[scald=217367:sdl_editor_representation]PARIS (Reuters) - La justice a enjoint mardi soir à l'éditeur du livre "Belle et bête", dans lequel une ancienne maîtresse évoque en termes crus sa liaison avec Dominique Strauss-Kahn, d'y insérer un encart faisant état de sa condamnation pour atteinte à l'intimité de la vie privée.

Le juge des référés du tribunal de grande instance de Paris a également ordonné au Nouvel Observateur, qui avait publié jeudi des bonnes feuilles de cet ouvrage signé par la juriste et chercheuse d'origine argentine Marcela Iacub, de publier sur sa prochaine "une" la mention de cette condamnation.

"C'est une décision qui nous donne satisfaction sur toutes nos demandes principales", a déclaré sur i> TELE Me Richard Malka, l'un des avocats de Dominique Strauss-Kahn.
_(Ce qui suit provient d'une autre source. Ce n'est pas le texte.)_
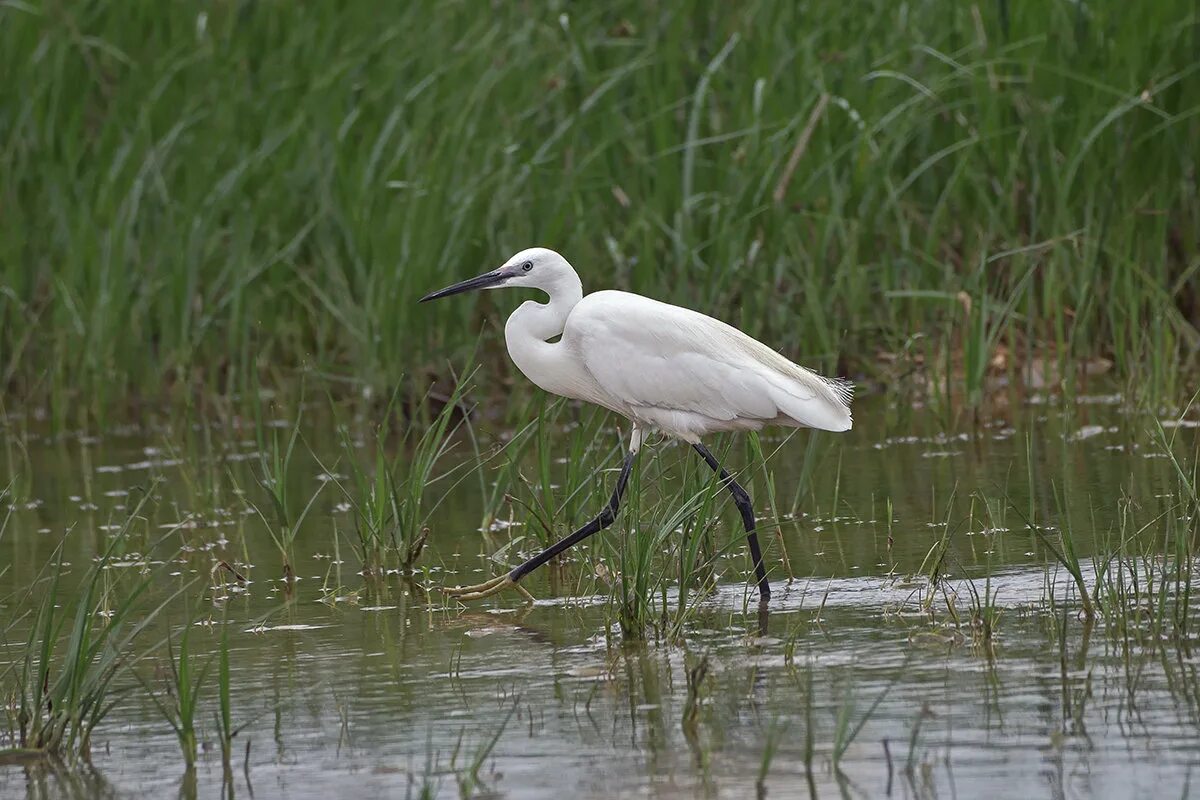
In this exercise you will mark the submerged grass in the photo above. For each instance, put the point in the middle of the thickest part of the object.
(210, 199)
(75, 649)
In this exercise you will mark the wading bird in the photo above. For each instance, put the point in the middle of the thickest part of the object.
(663, 367)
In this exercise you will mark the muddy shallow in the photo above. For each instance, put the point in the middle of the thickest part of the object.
(358, 687)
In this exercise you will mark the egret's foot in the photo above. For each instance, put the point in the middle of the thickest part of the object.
(487, 589)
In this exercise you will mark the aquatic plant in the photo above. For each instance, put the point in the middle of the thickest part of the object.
(275, 458)
(78, 642)
(184, 687)
(389, 497)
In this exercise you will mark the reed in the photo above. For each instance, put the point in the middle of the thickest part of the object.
(209, 202)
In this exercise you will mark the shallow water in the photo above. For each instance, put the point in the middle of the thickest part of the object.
(358, 687)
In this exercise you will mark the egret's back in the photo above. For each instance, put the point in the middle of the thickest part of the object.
(689, 374)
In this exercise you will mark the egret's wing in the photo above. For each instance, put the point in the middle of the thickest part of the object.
(648, 354)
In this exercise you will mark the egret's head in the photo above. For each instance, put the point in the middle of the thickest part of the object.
(537, 268)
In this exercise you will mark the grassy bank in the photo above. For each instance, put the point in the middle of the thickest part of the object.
(205, 198)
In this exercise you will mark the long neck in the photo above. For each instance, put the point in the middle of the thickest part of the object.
(547, 364)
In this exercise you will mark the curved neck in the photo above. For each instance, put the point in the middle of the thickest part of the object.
(546, 364)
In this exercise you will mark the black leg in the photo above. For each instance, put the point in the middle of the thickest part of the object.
(742, 500)
(603, 521)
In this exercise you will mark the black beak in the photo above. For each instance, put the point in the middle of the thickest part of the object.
(481, 282)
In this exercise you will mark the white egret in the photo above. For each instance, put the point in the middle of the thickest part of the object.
(663, 367)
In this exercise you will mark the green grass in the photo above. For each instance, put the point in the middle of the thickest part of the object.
(207, 200)
(79, 639)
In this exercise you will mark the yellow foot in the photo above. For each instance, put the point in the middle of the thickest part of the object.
(487, 589)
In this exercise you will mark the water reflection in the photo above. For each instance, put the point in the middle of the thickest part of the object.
(857, 680)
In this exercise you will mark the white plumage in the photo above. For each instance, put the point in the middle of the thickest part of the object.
(661, 366)
(664, 367)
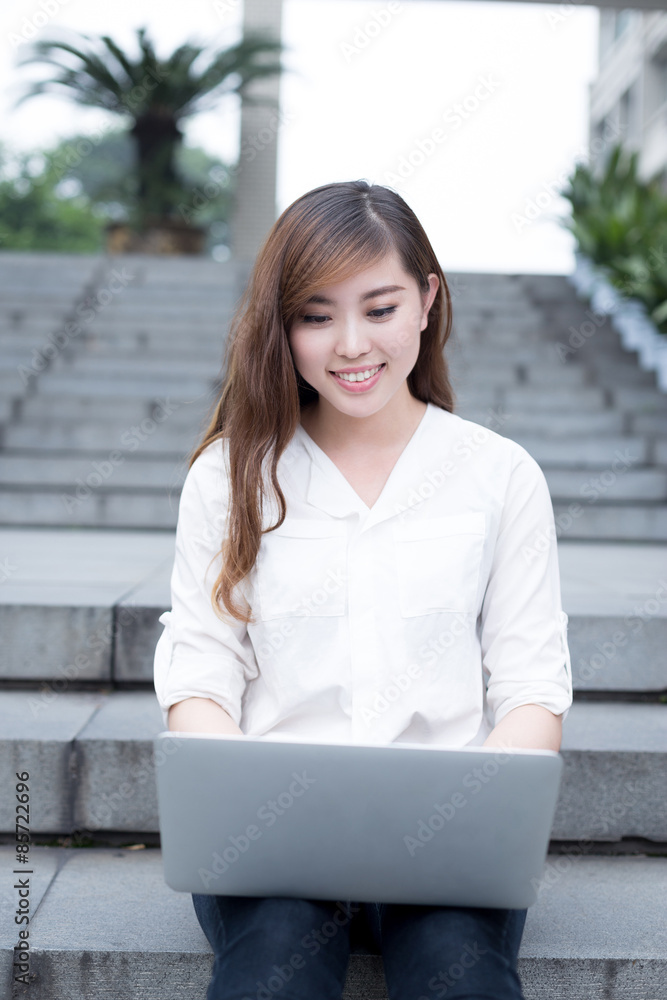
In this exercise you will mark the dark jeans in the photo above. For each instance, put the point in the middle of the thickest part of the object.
(298, 949)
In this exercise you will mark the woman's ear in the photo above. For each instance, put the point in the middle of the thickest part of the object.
(428, 298)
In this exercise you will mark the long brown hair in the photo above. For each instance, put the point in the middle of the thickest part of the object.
(325, 236)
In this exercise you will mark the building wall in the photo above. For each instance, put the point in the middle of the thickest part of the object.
(628, 100)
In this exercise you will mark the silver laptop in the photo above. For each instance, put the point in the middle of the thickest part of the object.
(392, 823)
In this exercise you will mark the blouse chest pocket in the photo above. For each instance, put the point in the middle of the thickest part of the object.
(301, 570)
(438, 563)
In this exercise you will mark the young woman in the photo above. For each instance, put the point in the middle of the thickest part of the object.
(356, 562)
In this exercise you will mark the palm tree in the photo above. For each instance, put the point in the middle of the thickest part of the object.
(156, 94)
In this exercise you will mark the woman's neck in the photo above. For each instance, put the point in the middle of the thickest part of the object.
(386, 430)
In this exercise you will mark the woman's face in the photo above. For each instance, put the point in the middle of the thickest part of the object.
(371, 322)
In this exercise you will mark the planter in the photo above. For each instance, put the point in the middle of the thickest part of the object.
(162, 238)
(627, 315)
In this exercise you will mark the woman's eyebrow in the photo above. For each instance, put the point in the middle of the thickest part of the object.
(322, 300)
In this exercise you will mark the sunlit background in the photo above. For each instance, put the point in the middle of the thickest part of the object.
(475, 112)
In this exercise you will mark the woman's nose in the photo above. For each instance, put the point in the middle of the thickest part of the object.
(353, 339)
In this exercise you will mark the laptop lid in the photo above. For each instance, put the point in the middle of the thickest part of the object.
(400, 822)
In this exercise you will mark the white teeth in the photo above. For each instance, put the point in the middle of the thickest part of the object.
(358, 376)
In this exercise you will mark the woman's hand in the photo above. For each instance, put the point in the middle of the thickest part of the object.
(528, 726)
(200, 715)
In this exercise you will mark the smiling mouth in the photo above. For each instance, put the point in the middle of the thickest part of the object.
(359, 376)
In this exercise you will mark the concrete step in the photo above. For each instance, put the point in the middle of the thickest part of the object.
(105, 916)
(618, 482)
(92, 598)
(587, 450)
(91, 757)
(128, 470)
(138, 368)
(145, 387)
(559, 424)
(149, 435)
(610, 522)
(583, 399)
(116, 509)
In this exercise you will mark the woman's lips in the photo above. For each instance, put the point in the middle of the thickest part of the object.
(360, 386)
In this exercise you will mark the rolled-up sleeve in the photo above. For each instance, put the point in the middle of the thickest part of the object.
(198, 654)
(523, 626)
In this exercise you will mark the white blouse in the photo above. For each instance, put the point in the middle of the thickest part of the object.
(425, 618)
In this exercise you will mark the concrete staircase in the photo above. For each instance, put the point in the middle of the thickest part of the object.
(83, 585)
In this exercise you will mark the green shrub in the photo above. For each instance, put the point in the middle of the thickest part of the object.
(620, 222)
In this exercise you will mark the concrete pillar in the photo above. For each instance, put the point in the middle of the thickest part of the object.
(255, 206)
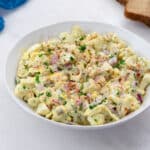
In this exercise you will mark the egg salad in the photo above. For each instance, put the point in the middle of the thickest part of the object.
(82, 78)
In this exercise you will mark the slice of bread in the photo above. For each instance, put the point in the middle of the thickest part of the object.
(123, 1)
(138, 10)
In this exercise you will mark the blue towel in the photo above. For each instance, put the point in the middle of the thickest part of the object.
(1, 23)
(9, 4)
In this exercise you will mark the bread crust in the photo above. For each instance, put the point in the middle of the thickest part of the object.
(138, 13)
(122, 1)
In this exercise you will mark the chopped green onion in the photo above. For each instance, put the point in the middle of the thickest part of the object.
(40, 55)
(40, 94)
(82, 48)
(51, 71)
(92, 106)
(120, 63)
(24, 87)
(48, 94)
(72, 58)
(49, 50)
(118, 93)
(37, 78)
(26, 67)
(111, 56)
(65, 102)
(82, 38)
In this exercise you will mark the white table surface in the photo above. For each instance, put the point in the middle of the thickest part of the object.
(19, 130)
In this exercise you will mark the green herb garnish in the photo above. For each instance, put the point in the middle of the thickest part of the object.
(72, 58)
(48, 94)
(37, 78)
(120, 63)
(82, 48)
(82, 38)
(63, 38)
(49, 50)
(24, 87)
(26, 67)
(118, 93)
(111, 56)
(92, 106)
(51, 71)
(40, 94)
(65, 102)
(40, 55)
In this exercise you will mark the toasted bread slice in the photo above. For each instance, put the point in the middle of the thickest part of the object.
(123, 1)
(138, 10)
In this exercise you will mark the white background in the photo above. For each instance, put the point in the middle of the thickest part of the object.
(19, 130)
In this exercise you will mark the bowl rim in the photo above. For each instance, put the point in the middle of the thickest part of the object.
(59, 124)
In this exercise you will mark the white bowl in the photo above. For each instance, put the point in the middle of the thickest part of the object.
(139, 45)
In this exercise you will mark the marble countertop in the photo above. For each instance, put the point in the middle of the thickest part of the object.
(19, 130)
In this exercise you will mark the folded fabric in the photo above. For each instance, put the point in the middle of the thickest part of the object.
(10, 4)
(1, 23)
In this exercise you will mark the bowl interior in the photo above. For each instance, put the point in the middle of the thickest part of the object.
(138, 45)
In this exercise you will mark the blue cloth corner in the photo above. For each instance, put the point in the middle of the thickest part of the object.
(10, 4)
(1, 23)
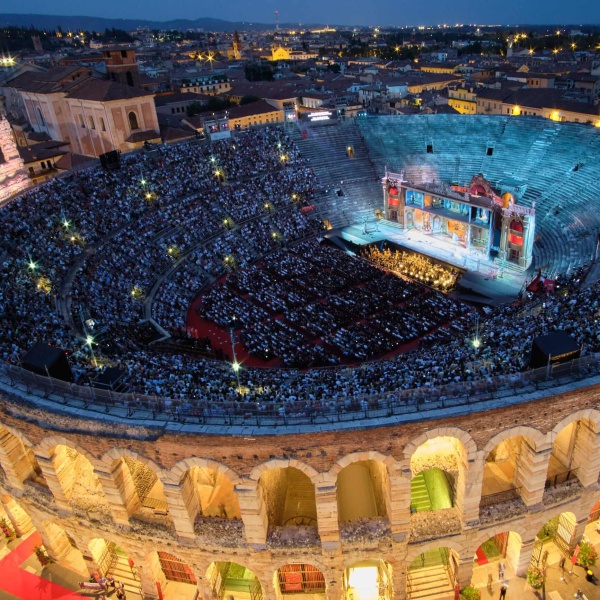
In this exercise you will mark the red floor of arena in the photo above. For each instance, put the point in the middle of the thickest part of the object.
(25, 585)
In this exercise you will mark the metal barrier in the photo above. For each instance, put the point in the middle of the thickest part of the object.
(356, 409)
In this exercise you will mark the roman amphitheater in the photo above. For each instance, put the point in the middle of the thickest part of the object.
(398, 478)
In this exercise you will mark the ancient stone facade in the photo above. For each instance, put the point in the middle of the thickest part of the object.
(220, 498)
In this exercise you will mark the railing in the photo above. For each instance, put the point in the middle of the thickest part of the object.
(464, 396)
(498, 497)
(561, 478)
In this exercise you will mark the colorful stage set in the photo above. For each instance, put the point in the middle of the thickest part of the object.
(472, 219)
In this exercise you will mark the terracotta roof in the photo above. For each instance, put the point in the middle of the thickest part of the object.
(100, 90)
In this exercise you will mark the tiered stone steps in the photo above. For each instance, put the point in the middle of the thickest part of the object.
(429, 578)
(122, 572)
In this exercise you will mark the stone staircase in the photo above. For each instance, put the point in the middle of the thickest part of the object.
(352, 185)
(419, 495)
(122, 572)
(429, 580)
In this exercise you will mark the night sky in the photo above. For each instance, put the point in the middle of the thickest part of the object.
(355, 12)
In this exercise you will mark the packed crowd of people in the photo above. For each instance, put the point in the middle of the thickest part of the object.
(102, 244)
(415, 266)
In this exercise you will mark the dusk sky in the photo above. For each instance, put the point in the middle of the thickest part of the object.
(359, 12)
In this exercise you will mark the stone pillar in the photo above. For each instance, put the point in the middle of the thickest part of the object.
(178, 511)
(49, 473)
(399, 513)
(524, 558)
(531, 473)
(18, 517)
(464, 574)
(327, 516)
(113, 496)
(14, 461)
(586, 454)
(253, 513)
(146, 580)
(472, 497)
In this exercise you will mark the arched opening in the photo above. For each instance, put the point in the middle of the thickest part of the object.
(210, 499)
(133, 122)
(173, 578)
(497, 559)
(289, 498)
(141, 491)
(18, 461)
(438, 475)
(592, 529)
(571, 450)
(78, 480)
(503, 472)
(368, 580)
(111, 560)
(62, 548)
(299, 578)
(362, 493)
(555, 540)
(434, 572)
(233, 581)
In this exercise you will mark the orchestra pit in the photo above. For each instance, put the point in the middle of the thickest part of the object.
(214, 385)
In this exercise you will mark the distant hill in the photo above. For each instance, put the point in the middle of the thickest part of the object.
(100, 23)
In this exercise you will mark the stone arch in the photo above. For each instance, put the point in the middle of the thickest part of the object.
(224, 575)
(74, 469)
(61, 547)
(207, 488)
(509, 467)
(575, 450)
(171, 575)
(536, 437)
(299, 577)
(470, 448)
(139, 482)
(368, 578)
(498, 552)
(311, 473)
(287, 491)
(179, 469)
(439, 465)
(363, 486)
(348, 459)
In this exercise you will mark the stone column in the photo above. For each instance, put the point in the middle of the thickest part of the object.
(14, 461)
(327, 516)
(464, 574)
(113, 496)
(524, 558)
(18, 517)
(178, 511)
(399, 514)
(253, 513)
(49, 473)
(473, 476)
(531, 473)
(586, 454)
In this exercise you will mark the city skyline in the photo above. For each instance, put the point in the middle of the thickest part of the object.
(334, 12)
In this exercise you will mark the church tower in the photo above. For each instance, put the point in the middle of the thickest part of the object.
(13, 176)
(237, 46)
(121, 66)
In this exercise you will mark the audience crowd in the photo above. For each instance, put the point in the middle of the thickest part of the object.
(102, 250)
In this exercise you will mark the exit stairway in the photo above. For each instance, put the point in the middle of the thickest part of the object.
(428, 577)
(122, 572)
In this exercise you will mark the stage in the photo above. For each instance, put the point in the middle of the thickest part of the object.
(483, 280)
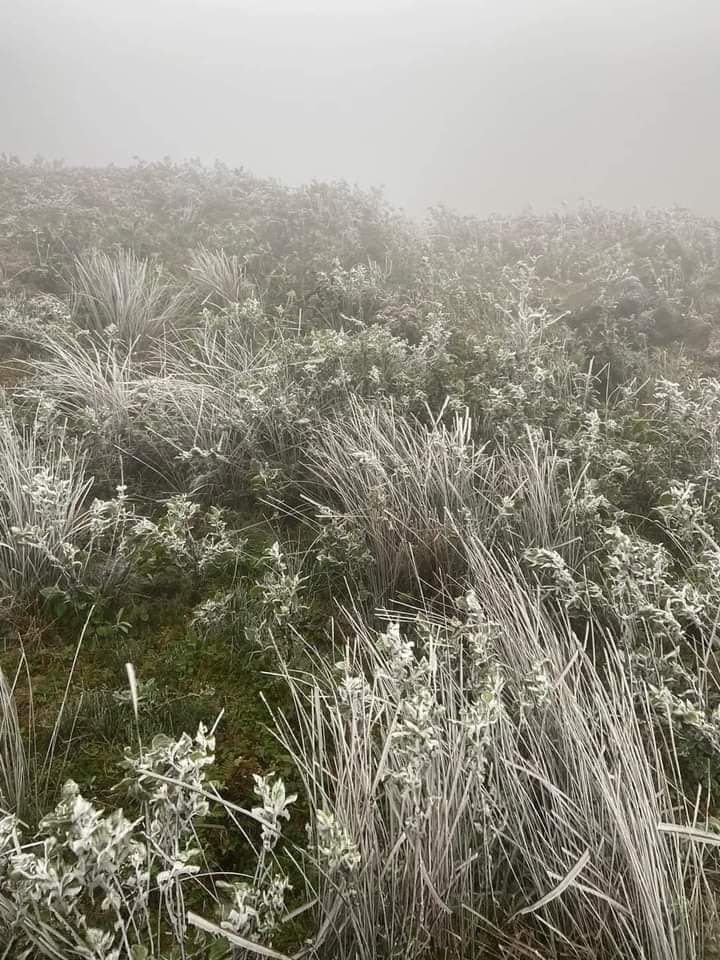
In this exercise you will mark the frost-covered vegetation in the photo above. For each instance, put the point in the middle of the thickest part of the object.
(360, 578)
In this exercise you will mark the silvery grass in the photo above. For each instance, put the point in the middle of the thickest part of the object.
(43, 490)
(125, 292)
(401, 482)
(493, 791)
(219, 278)
(29, 760)
(418, 490)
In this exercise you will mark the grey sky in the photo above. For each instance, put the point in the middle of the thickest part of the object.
(487, 105)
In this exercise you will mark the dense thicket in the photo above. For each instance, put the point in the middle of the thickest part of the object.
(439, 502)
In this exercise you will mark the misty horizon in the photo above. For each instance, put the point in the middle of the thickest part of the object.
(481, 108)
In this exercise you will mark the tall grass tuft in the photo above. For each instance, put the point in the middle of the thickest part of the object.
(124, 292)
(480, 785)
(219, 278)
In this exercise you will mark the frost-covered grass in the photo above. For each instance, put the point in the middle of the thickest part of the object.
(446, 494)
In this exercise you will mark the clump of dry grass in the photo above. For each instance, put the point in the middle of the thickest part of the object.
(126, 293)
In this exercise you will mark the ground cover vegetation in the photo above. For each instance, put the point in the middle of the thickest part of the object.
(359, 577)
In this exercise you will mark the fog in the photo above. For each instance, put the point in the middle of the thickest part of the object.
(491, 105)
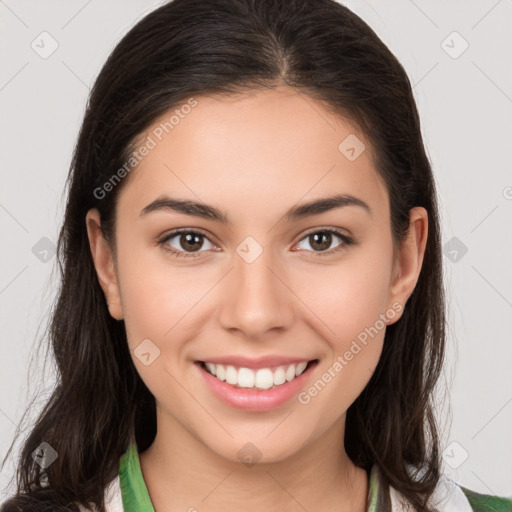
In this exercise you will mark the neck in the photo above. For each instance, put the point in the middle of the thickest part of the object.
(181, 473)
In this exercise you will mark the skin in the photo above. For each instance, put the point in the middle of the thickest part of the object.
(263, 153)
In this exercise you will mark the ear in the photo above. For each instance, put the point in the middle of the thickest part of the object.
(104, 263)
(409, 260)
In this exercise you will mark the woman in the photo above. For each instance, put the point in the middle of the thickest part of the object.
(251, 276)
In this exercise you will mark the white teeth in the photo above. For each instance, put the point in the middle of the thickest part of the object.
(300, 368)
(211, 368)
(290, 373)
(231, 375)
(264, 378)
(246, 378)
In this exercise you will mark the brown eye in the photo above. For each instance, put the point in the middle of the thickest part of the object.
(321, 242)
(184, 243)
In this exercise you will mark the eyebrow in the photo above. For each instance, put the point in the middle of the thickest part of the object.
(204, 211)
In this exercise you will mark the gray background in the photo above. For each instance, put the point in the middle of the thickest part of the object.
(465, 102)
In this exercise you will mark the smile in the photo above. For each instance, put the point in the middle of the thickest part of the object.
(263, 378)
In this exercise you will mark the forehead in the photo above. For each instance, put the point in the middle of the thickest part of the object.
(261, 148)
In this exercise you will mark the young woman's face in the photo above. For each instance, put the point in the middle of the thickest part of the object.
(272, 284)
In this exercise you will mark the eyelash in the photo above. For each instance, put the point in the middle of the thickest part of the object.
(347, 241)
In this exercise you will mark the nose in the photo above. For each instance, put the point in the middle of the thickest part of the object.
(256, 296)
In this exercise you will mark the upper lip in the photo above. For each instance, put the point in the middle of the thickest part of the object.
(256, 362)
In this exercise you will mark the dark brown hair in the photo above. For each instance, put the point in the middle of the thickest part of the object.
(190, 48)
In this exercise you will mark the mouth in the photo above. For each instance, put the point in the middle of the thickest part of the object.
(260, 379)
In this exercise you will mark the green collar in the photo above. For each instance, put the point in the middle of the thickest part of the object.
(136, 497)
(133, 488)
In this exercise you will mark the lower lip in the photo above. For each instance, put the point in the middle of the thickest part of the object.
(255, 399)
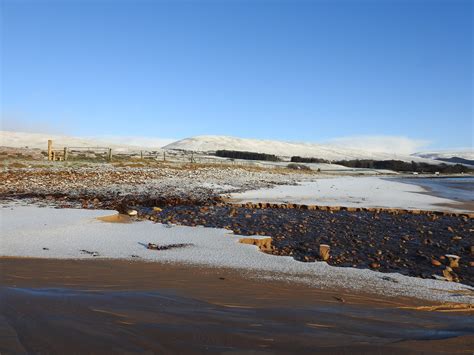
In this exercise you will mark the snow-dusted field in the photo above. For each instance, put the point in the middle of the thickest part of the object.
(285, 149)
(349, 192)
(64, 233)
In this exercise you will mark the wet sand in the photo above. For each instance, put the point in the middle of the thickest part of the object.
(59, 306)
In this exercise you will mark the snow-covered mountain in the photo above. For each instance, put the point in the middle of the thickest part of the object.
(280, 148)
(467, 154)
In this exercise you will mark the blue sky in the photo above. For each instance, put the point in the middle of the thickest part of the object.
(290, 70)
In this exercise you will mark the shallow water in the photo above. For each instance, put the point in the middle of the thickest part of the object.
(458, 188)
(62, 319)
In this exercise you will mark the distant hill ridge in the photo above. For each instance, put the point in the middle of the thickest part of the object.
(285, 149)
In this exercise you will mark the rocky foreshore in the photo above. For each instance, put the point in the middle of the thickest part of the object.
(424, 245)
(415, 243)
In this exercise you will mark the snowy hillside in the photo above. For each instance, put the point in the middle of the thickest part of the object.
(39, 140)
(280, 148)
(464, 154)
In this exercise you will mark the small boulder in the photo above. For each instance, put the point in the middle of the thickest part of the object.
(132, 213)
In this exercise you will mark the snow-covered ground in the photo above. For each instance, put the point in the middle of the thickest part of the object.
(40, 140)
(349, 192)
(64, 233)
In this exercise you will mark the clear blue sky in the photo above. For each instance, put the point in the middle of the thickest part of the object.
(291, 70)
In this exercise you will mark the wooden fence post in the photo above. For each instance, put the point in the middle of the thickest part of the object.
(50, 149)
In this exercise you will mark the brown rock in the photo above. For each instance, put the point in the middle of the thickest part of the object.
(453, 260)
(435, 262)
(324, 250)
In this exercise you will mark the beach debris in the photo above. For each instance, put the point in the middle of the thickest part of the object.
(449, 275)
(152, 246)
(453, 260)
(374, 265)
(324, 250)
(447, 307)
(264, 244)
(388, 278)
(92, 253)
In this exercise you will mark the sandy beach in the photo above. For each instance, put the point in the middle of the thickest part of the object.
(109, 306)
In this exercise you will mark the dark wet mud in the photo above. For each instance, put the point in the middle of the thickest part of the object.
(59, 307)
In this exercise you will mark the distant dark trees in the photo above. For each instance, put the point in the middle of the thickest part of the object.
(234, 154)
(457, 160)
(297, 159)
(398, 165)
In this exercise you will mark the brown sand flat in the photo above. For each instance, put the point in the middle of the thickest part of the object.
(64, 306)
"C'est un désaveu cinglant pour la direction du Nouvel Observateur, qui a vendu son âme pour vendre du papier, c'est un désaveu cinglant pour ceux qui présentent comme littérature ce qui n'est en réalité (...) qu'une littérature de trou de serrure et de chambre à coucher", a-t-il ajouté.

"On ne peut pas aller toujours plus loin dans le trash (...) Aujourd'hui la justice vient dire qu'il faut retrouver nos repères, qu'il faut retrouver nos valeurs."

Les avocats de l'ancien directeur général du Fonds monétaire international (FMI) avaient assigné lundi l'éditeur et l'auteur de "Belle et bête", afin d'obtenir l'insertion d'un encart dans le livre avant sa publication mercredi. Ils avaient également assigné l'hebdomadaire qui en avait publié des extraits.

"DSK" s'est rendu lui-même mardi matin au tribunal pour dénoncer devant la juge "le caractère méprisable de ce texte".

La publication du livre devrait être retardée suite à cette décision.